Since my mom died last year, she’s struggled with anxiety…the kind of anxiety that sneaks up unexpectedly in the form of stomach aches.
These stomach aches wouldn’t be such a big deal if they didn’t lead to thoughts of panicking at school…crying in front of all her peers…and humiliating herself.
It’s become a big problem, because now she’s afraid to go to school.
One night, while we were talking about this issue, I asked her, “What’s your anxiety’s name?”
She looked at me puzzled for a moment and then replied, “Fred”.
I said, “Ok. The next time Fred starts acting up and filling your mind with scary ideas, look him dead in the eye and say, ‘Shut the fuck up, Fred’.”
The thought of cursing at her anxiety (and having parental permission to do so) made her giggle uncontrollably.

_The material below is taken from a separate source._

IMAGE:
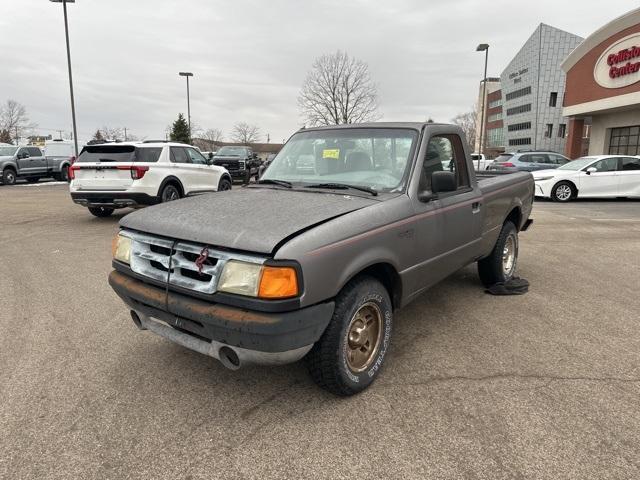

Then, she got serious again.
“What if Fred doesn’t listen to me?”, she asked.
“Well, sometimes anxiety can be stubborn, so you might have to show Fred who’s boss”, I said. “If he keeps causing problems, you might have to fish slap him.”
She smirked and asked, “What’s a fish slap?”
That sent her into a full-fledged belly laugh!
Giving her anxiety a name, telling it off, and imagining herself fish slapping the hell out of it added levity and humor to an otherwise scary, uncomfortable feeling.
Now, anytime she’s feeling anxious, she’ll quietly say to herself, “Shut the fuck up, Fred”, and then she’s okay.
Looking at her anxiety in a new way has helped her control it, and she’s able to go to school feeling confident that she won’t break down in front of her friends.
If you’re struggling with unpleasant emotions, try taking this approach:
- Give the feeling a human name.
- Give the feeling a character. Think of it as a person.
- Have a conversation with the feeling. Tell it what you want it to do.
Maybe fish slapping your anxiety, depression, or fear isn’t your style. That’s cool.
Talk to your emotions in a way that feels good to you.
Maybe you prefer to take a gentle, loving approach by saying, “Hey Karen, it doesn’t really feel good to me when you constantly worry about what could go wrong instead of what could go right. Could you do me a favor and try to focus on the positive more? That would be swell.”
Or maybe negotiation feels best to you. In that case, you might say, “I’ll tell you what, Ralph, I’ll give you an hour to do your thing and be all depressed, but then we’re going to shift gears and be grateful for what’s going well. Deal?”
But if your emotions are throwing a fit like a toddler at the grocery store, you might have to whip out the big guns. Show em’ who’s boss. Give em’ a fish slap, an eye gouge, or a noogie.
When you add humor to negative emotions, they aren’t so negative anymore.
Laughter and comic relief are antidotes for pain and suffering.
Give it a try and let me know how it works for you.